Zachary Mowitz

A native of Princeton, NJ, cellist Zachary Mowitz made his solo debut with the Philadelphia Orchestra in July 2018 as winner of the Greenfield Competition. An artist who wears many hats, Zachary is Artistic Director of ensemble132 and Nodality Music, and associated artist at the Queen Elisabeth Music Chapel, and co-founded Trio St. Bernard – the 2018 Gold Prize winner of the Chesapeake Chamber Music Competition. He has performed with the New York Philharmonic, the Philadelphia Orchestra, the Indianapolis Symphony, and has played as Guest Principal Cello with the Colorado Music Festival Orchestra and Princeton Symphony Orchestra. In the summers of 2022 and 2023, he appeared at the Marlboro Music Festival and in Fall of 2024, he will join the Los Angeles Philharmonic.

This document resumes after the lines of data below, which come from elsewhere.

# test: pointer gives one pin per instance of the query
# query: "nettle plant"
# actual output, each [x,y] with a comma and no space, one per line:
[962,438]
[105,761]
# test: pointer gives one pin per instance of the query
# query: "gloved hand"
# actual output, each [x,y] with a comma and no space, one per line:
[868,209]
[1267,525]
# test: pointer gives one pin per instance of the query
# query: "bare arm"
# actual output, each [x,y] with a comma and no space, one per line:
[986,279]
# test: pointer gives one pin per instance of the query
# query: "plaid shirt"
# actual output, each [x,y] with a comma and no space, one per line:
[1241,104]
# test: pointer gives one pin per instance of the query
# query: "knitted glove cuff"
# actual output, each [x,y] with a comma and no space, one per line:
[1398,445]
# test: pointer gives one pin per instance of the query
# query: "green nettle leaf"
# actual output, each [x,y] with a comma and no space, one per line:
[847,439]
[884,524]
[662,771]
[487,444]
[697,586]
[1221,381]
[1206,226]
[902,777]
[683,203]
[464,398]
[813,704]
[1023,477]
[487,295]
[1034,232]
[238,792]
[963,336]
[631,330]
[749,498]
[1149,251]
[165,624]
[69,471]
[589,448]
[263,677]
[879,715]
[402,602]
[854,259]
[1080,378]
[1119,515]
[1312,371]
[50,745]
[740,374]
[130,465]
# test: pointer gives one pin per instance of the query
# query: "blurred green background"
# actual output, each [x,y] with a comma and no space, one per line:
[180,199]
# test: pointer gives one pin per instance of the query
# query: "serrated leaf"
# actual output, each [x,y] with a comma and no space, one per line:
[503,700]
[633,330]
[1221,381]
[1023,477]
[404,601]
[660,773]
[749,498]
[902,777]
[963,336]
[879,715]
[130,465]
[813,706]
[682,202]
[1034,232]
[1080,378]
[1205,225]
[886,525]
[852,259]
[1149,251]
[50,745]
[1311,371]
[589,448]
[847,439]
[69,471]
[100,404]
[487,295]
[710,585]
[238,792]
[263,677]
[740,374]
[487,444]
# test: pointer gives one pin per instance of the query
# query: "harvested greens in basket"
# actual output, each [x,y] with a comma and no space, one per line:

Zachary graduated from the Curtis Institute of Music in 2018, where he studied with Carter Brey and Peter Wiley and served as principal cello of the Curtis Symphony Orchestra. He subsequently studied at the Queen Elisabeth Music Chapel with Gary Hoffman in Belgium, and at the Royal College of Music with Richard Lester. 

Having played with artists such as Itzhak Perlman, Joseph Lin, Tara Helen O’Connor, Hsin-Yun Huang, and Robert McDonald, Zachary has an intense passion for chamber music. In 2019 he co-founded ensemble132, a chamber music collective that presents innovative programs of their own exciting, original transcriptions of classical masterworks, paired with staples of the traditional chamber music repertoire. Zachary has appeared throughout the United States, visiting halls such as the Kimmel Center’s Verizon Hall and Perelman Hall, Carnegie Hall's Stern Auditorium, Alice Tully Hall, Columbia University’s Miller Theater, and Johns Hopkins’ Shriver Hall. He has also toured extensively in Europe playing in venues such as the Salzburg Mozarteum, both halls of the Berlin Konzerthaus, Krzysztof Penderecki European Center for Music, Vienna Konzerthaus, Helsinki Music Centre, and London’s Cadogan Hall.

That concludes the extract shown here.